Au théâtre, ce Sartre !

Publié le par Christophe Pierre

SARTRE-Le diable et le bon dieuLe diable et le bon dieu reste à mes yeux la pièce la plus admirable de Sartre. Elle envisage les problèmes cruciaux d'une humanité coupable et sans cesse tiraillée entre la responsabilité et la magie proposée par un système religieux afin d'apaiser leurs remords.

Goetz est un seigneur de guerre sévissant dans l'Allemagne médiévale. Il est sanguinaire et impitoyable, il ne connaît ni véritable amour pour son prochain ni sentiments d'aucune sorte à l'égard de ses semblables. Son seul et unique objectif est de faire le mal, le mal le plus complet, le plus horrible, le plus total afin de démontrer à Dieu que seul Goetz peut décider de ce qu'il veut faire et que ce pantin placé au ciel se moque bien de ce que l'homme fait ou ne fait pas. Lors du siège de Worms, Goets exige la reddition des prêtres pour lever le siège.
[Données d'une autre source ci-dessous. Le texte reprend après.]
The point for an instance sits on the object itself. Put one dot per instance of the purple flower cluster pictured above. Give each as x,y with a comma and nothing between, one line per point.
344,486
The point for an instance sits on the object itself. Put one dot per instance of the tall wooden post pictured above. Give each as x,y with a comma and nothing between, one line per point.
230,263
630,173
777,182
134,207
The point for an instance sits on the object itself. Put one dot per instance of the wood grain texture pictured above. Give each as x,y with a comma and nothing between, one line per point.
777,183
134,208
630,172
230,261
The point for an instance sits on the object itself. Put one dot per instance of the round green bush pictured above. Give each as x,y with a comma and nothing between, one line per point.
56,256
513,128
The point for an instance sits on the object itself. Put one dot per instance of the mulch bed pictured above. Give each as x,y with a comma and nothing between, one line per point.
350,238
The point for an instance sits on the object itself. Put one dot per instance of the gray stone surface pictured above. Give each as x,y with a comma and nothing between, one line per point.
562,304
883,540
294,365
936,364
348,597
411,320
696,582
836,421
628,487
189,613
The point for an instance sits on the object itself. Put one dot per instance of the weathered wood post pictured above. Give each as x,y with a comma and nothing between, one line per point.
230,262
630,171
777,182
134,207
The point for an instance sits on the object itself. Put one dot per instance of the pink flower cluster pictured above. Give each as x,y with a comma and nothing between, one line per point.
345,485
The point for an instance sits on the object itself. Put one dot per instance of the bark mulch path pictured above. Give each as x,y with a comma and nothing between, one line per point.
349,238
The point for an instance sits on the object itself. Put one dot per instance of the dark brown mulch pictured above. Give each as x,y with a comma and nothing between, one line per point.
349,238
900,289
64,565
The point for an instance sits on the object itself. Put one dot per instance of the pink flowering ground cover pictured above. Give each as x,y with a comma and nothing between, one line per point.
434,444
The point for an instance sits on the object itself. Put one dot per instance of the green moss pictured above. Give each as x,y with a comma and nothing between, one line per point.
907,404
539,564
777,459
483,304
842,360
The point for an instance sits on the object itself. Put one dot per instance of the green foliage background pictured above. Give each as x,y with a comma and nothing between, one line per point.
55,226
Les prêtres s'enferment mais l'archevêque ordonne qu'ils soient livrés. Les pauvres exigent également la reddition des hommes d'Eglise et sont prêts à la révolte pour les livrer. Seul Heinrich, prêtre lui-même, refuse de livrer ces hommes... L'unique solution qu'il entrevoit est de laisser le passage à Goetz et à ses troupes en échange de la vie des prêtres. Nasty, boulanger de son état, participe au soulèvement des pauvres... C'est pour lui l'occasion de les mener au combat. Voilà donc les trois hommes dans le camp de Goetz : Nasty, Heinrich et Goetz lui-même.

Heinrich est terrassé par sa trahison. Lorsque Goetz lui parle de sa volonté de faire le mal pour être le seul vrai rival de Dieu, Heinrich se moque de lui et lui explique que tous les hommes font le mal. Dieu n'est là que pour assurer leur pardon si il le souhaite. Goetz prend alors cette décision qui bouleverse l'histoire : si tous les hommes font le Mal, alors lui ne fera plus que le Bien et montrera à Dieu qu'il n'est pour rien dans ce qu'il fera.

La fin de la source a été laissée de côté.